The capital market turmoil that started in China last summer and continues to rattle the rest of the world does not bode well for global investment banks. Those with big credit trade books that grew during a prolonged period of low interest rates—like Goldman Sachs, known for high-yield bond trading, credit default swaps and leveraged lending—are now struggling with rising interest rates.
But some investment banks that were leveraged to foreign exchange, like Citi (regarded as a high-stakes FX player) benefited from a combination of normalizing interest rates in the US, volatility in emerging markets and the resulting swings in exchange rates.
Other investment banks in the US and Europe are withdrawing from emerging markets to focus on their corporate clients and institutional investors at home. They will have a hard time regaining access to those markets. But smart banks have maintained a high profile in the most promising emerging markets in Latin America and Asia through the lean years since 2008. They were still able to compete with dominant local banks on those continents for equity, debt and M&A deals last year—and the rest of this year looks promising for them.
“Post-financial crisis, banks have been more selective about where they invest,” says Brian Kleinhanzl, an equity analyst who covers investment banks for Keefe Bruyette & Woods in New York. “You’ve seen bigger banks pull back into developed markets. But people who maintained a strong presence in emerging markets did much better.”
That’s why Citi and its Latin American subsidiaries climbed the league tables last year. In China, where global investment banks are wary of putting client money at risk, local banks top the charts.
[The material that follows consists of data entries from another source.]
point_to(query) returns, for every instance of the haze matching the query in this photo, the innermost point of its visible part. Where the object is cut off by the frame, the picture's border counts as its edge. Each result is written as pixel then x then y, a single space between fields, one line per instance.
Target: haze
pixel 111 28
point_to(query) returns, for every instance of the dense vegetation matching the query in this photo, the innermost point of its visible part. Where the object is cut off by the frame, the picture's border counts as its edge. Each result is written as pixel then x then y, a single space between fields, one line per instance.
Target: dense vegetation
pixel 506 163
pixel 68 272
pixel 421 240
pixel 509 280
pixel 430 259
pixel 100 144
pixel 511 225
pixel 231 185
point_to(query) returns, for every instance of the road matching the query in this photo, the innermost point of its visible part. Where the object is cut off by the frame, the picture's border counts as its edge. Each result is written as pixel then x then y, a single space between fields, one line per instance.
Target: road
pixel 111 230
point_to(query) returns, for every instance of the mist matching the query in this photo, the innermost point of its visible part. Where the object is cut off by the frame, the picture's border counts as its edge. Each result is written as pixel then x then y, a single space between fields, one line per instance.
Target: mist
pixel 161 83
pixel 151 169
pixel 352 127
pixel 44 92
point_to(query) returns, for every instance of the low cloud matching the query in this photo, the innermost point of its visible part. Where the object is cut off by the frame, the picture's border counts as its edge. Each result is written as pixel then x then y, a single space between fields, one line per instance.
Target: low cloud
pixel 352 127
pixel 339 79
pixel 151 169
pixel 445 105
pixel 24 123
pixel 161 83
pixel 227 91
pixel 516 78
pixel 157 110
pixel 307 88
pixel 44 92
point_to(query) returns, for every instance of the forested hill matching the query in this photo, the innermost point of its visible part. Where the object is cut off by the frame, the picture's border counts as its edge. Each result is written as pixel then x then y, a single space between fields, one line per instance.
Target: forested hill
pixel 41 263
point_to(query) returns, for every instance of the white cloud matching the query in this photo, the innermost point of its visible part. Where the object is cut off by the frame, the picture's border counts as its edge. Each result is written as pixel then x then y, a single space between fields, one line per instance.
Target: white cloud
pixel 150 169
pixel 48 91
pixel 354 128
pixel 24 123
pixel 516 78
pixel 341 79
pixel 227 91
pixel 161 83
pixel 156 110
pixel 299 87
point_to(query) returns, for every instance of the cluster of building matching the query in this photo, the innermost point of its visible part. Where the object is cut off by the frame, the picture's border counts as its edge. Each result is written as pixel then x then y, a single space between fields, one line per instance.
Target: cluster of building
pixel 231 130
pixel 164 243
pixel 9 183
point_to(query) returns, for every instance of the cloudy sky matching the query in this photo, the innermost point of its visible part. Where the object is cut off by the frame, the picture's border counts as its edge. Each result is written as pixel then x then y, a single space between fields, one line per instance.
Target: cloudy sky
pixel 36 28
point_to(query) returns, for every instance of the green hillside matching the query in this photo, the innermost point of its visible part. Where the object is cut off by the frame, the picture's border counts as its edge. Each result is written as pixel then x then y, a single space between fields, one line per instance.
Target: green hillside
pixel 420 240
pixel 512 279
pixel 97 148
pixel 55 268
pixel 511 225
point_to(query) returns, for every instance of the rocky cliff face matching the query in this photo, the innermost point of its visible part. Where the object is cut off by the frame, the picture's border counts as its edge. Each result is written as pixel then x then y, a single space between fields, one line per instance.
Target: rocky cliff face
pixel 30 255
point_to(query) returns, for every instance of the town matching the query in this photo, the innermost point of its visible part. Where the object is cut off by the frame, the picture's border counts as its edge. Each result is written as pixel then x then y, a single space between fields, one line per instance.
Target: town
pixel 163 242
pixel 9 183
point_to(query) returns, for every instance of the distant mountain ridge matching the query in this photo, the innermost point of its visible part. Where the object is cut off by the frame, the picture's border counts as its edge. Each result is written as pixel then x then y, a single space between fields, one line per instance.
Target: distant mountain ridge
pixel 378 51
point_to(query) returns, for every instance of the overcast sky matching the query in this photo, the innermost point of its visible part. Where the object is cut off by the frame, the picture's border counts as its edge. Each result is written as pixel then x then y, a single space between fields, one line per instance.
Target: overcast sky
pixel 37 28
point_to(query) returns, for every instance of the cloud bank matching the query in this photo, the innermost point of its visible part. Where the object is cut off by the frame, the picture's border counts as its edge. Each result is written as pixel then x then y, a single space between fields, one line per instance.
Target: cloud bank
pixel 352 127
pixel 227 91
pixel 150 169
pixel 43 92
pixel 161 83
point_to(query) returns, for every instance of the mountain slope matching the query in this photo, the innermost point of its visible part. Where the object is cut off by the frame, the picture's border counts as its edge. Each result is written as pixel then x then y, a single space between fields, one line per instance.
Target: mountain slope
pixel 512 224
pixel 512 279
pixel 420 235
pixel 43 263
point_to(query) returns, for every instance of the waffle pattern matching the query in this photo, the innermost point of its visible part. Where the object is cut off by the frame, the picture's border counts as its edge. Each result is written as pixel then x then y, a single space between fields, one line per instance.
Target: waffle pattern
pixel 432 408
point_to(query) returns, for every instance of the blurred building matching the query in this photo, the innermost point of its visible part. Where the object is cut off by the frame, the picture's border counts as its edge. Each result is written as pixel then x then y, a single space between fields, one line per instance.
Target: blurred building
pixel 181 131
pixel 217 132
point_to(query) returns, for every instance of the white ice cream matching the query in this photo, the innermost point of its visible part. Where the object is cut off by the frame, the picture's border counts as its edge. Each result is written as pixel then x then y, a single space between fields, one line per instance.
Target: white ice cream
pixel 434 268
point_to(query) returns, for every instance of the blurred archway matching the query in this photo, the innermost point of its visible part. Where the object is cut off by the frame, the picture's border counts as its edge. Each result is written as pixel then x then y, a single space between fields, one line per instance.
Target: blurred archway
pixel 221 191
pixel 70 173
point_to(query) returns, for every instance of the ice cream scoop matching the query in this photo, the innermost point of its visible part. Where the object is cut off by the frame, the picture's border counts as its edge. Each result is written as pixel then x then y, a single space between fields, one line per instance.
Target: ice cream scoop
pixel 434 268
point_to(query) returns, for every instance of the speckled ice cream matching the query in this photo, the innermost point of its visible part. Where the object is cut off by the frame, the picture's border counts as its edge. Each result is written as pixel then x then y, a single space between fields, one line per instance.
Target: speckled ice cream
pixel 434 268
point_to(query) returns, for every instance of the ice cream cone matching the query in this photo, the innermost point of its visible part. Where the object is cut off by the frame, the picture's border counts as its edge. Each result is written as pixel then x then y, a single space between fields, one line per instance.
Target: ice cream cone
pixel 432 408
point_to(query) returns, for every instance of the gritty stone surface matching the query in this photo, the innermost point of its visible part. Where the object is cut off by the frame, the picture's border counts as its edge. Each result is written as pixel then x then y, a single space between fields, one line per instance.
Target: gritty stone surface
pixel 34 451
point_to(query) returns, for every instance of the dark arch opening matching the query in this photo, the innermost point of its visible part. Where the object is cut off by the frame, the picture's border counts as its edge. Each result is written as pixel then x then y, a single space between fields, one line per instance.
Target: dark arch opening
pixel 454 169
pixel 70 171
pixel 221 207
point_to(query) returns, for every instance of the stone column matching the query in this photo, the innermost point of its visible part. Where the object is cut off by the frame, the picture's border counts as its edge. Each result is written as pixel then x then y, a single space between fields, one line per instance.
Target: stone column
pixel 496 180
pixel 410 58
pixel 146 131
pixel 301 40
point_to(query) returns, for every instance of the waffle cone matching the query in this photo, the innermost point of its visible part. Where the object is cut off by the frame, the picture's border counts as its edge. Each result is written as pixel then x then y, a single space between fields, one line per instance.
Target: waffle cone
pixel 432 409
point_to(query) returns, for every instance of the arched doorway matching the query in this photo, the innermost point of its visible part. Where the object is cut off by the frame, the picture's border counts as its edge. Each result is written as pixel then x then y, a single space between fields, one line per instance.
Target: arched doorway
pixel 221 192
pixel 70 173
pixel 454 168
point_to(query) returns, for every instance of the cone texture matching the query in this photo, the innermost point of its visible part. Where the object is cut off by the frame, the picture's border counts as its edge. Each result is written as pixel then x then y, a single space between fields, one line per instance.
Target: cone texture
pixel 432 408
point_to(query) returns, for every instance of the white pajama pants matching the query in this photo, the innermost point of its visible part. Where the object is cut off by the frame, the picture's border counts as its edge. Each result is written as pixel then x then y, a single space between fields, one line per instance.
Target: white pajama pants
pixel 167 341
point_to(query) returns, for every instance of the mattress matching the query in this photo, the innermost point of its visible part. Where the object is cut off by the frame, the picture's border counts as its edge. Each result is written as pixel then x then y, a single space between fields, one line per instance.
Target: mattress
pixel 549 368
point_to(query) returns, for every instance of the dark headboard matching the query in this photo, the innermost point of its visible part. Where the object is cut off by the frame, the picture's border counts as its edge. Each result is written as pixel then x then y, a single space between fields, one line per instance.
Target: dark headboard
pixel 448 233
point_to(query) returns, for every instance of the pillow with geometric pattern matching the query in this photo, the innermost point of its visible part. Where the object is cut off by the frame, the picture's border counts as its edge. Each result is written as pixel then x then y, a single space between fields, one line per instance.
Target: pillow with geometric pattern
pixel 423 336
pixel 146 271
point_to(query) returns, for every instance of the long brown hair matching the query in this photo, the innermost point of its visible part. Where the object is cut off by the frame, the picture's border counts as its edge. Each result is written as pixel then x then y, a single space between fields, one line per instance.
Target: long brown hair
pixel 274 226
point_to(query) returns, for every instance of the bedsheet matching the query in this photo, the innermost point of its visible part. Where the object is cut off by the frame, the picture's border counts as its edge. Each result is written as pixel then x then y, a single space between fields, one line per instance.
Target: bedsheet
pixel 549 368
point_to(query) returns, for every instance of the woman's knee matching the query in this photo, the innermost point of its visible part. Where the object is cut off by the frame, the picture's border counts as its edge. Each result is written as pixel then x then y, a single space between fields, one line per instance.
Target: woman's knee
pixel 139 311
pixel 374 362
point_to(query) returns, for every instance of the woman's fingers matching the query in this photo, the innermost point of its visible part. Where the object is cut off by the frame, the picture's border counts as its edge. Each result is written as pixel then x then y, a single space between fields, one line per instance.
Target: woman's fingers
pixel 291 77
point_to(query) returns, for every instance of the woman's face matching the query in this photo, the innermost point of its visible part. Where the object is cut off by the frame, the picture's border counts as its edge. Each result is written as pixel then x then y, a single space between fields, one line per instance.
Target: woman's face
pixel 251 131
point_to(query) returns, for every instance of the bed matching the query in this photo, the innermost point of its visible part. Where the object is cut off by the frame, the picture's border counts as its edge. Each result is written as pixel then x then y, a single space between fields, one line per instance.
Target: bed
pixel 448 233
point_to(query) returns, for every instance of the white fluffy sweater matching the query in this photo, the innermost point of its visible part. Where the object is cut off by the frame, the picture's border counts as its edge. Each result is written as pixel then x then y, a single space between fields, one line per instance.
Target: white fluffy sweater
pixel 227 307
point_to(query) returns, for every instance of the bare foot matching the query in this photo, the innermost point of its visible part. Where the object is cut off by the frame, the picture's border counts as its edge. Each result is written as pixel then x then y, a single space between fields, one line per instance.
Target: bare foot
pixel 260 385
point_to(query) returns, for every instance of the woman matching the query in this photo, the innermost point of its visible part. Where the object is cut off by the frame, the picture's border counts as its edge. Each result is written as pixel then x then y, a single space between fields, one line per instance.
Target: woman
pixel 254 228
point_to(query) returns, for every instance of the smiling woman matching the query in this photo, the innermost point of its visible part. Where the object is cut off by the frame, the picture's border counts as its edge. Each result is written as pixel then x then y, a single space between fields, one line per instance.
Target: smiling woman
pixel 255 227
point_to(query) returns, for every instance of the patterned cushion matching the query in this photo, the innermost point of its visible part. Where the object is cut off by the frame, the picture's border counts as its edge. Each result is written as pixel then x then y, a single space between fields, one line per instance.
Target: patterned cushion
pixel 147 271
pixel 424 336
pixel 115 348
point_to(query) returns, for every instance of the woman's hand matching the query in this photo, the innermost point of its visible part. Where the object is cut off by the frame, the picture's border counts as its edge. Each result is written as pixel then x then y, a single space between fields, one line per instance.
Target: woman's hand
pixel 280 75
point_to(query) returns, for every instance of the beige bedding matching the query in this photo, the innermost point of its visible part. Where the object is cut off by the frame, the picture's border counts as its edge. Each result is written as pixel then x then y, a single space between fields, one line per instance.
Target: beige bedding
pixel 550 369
Some banks, notably UBS, are sacrificing higher margins to win IPO deals with relatively low fees. The Swiss bank, which Global Finance named world’s best investment bank this year, took advantage of closer scrutiny by banking regulators to raise capital for financial institutions on the stock market.
In the US, some banks were quick to see the bright side of the stock market crash. It triggered bargain hunting by investment-grade corporations that raised debt at relatively low rates. Bank of America Merrill Lynch underwrote four of the five largest M&A-related bonds issues in a bumper year for takeovers.
In compiling this year’s rankings, Global Finance editors considered a wide spectrum of factors, including knowledge of local conditions, responsiveness to the needs of corporate clients and reputation from a regulatory perspective. Judges factored in data from Dealogic, Thomson Reuters, Greenwich Associates, and dozens of banks around the world in formulating this year’s prestigious list of winners.